Il avait su les noms des animaux, c’est-à- dire il les avait connus dans leur type.
Désormàis il les connut en eux-mêmes et ils cessèrent de lui obéir, car voici une loi générale : Toute créature obéit à celui qui sait son nom.
La limite n’a de réalité qu’en Dieu ; le moi qui est la limite n’a de réalité qu’en Dieu. En dehors de Lui nous sommes le rien. Voilà pourquoi la croix, figure du néant, était un signe de honte avant l’incarnation du Verbe en qui fut circonscrit l’abîme. Elle est maintenant un signe de gloire parce que le néant est glorifié en Dieu. Voilà pourquoi saint Paul dit de ne se glorifier que dans la croix, c'est-à-dire dans le néant visité par le Seigneur.
LA LIMITE DE LA PAROLE : LES INTENTIONS DU SILENCE
S’il est vrai que l’homme ne sait le tout de rien, il est vrai aussi qu’il ne peut dire le tout de rien, même dans la mesure où il le sait, ou plutôt où il le sent. L’âme voudrait comprendre Dieu parce qu’elle est infinie en puissance.

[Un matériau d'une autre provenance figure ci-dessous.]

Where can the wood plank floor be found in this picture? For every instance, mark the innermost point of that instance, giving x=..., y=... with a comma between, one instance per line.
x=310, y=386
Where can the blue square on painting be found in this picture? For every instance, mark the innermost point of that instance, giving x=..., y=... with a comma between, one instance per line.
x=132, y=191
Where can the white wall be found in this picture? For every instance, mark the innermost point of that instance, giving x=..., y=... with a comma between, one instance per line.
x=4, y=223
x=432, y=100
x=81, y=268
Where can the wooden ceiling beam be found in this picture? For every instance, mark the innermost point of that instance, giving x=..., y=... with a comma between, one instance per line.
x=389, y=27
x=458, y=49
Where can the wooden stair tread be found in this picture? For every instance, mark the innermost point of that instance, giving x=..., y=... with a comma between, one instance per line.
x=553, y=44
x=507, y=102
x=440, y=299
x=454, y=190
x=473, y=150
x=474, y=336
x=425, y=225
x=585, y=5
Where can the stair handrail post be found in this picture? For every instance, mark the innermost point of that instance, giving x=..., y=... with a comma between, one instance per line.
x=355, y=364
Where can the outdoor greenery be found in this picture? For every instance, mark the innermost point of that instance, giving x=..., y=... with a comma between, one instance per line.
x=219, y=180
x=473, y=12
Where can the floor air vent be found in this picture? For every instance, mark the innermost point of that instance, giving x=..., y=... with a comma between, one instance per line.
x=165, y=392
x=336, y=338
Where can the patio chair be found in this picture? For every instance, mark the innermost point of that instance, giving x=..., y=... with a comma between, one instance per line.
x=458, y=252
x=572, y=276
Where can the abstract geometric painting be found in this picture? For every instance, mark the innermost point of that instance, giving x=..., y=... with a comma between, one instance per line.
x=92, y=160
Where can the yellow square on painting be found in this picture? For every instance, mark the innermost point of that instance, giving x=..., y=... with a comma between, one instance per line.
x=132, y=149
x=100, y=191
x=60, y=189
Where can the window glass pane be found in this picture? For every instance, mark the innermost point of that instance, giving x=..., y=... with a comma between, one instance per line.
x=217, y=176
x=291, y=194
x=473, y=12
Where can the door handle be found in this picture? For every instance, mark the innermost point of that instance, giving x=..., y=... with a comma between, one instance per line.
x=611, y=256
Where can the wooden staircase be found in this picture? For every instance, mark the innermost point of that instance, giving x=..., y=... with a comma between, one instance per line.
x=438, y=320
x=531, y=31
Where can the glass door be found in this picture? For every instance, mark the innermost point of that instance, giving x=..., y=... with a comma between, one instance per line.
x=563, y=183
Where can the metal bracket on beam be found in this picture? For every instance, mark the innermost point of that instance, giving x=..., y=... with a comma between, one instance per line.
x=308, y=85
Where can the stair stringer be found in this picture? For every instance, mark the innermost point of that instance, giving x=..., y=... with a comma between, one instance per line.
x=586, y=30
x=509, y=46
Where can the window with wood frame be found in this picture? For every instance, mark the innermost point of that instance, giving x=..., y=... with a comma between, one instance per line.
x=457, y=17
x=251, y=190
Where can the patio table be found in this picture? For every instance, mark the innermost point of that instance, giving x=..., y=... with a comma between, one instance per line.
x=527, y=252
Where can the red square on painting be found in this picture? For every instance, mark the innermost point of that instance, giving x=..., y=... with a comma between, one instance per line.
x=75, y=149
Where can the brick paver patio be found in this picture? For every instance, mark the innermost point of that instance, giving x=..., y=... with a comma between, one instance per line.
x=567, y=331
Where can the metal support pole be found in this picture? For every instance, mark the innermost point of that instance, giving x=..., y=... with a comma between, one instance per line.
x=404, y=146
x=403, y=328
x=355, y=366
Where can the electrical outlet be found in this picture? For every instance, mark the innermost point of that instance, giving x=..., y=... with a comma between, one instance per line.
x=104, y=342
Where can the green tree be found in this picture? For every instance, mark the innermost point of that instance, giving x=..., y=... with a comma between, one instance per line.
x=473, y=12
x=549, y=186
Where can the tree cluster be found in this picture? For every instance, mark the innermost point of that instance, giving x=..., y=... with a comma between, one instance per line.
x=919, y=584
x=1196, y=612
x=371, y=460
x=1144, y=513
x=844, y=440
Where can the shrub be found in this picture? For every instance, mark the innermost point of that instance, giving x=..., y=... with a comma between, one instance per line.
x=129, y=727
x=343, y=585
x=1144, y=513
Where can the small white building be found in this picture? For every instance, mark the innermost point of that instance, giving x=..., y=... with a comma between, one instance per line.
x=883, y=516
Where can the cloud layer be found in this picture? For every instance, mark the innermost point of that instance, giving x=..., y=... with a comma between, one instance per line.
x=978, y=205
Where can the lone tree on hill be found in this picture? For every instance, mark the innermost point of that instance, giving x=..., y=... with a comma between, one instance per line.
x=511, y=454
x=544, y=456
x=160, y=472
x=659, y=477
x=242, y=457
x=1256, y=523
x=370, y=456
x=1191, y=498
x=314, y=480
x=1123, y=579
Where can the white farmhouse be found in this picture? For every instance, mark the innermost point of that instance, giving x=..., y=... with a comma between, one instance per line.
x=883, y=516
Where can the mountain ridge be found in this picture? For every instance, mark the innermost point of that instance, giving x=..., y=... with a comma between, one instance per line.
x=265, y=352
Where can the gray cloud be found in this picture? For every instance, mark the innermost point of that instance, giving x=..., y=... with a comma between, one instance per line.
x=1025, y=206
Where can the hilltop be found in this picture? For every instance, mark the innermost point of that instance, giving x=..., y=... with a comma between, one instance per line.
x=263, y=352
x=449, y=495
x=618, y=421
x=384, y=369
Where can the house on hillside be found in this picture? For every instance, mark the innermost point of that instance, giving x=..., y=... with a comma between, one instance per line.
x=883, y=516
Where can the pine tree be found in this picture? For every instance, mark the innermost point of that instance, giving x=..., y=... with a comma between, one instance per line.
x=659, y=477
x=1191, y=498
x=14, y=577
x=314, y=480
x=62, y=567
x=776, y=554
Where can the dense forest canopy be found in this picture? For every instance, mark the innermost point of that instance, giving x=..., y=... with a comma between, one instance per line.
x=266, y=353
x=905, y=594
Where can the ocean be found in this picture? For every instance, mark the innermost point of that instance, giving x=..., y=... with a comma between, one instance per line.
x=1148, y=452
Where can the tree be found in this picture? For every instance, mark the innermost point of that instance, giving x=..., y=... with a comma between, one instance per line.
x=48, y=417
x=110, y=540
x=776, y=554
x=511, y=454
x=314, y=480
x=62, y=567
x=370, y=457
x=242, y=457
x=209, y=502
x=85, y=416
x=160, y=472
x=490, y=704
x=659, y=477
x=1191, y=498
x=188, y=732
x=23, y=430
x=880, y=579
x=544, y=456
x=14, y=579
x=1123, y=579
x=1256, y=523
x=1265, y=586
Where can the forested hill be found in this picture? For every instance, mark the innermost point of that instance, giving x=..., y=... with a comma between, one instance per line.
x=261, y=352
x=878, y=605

Elle ne comprend pas Dieu parce qu’il est infini en acte, mais la parole humaine voudrait au moins exprimer complètement l’âme humaine ; elle ne le peut pas non plus, parce que l’âme est infinie en puissance.
Quelle ressource reste-t-il aux vaincus : à l’âme pour toucher Dieu, à la parole pour exprimer l’âme ? Le silence.
Le silence est la parole suprême qui exprime l’inexprimable, très incomplètement mais autant que possible.
Quand chacune des paroles humaines passées en revue par un coup d’oeil de l’âme lui dit : “Ce n’est pas moi, ce n’est pas moi, ce n’est pas moi qui suis ton expression”, le silence arrive et, à genoux sur le bord de l'abîme, déclare que l’homme se tait, et laisse la parole à la parole de Dieu. La parole de Dieu, voyant l’homme réduit au silence, lui dit : Tu as bien fait de te taire, car de toutes tes paroles, ton silence est la plus haute : c’est elle qui déclare que tu ne me comprends pas, que tu ne comprends pas, et qu’il y a un médiateur. Tais-toi, toi qui fus néant. Moi, qui suis l’Être, entre le Père et toi, je rendrai compte et je rendrai grâce. Ne te préoccupe de rien. J’entends ce que tu ne dis pas, et j’exprime ce que tu ignores.
Ce que l’homme dit de plus beau ne laisse pas de trace dans le monde visible : ce sont des paroles inarticulées, des prières inexprimables que les anges entendent et portent aux pieds du trône. Ce que l'homme fait et dit d’accessible aux hommes, est l’écho affaibli d’un cri immense, c’est la monnaie du grand trésor.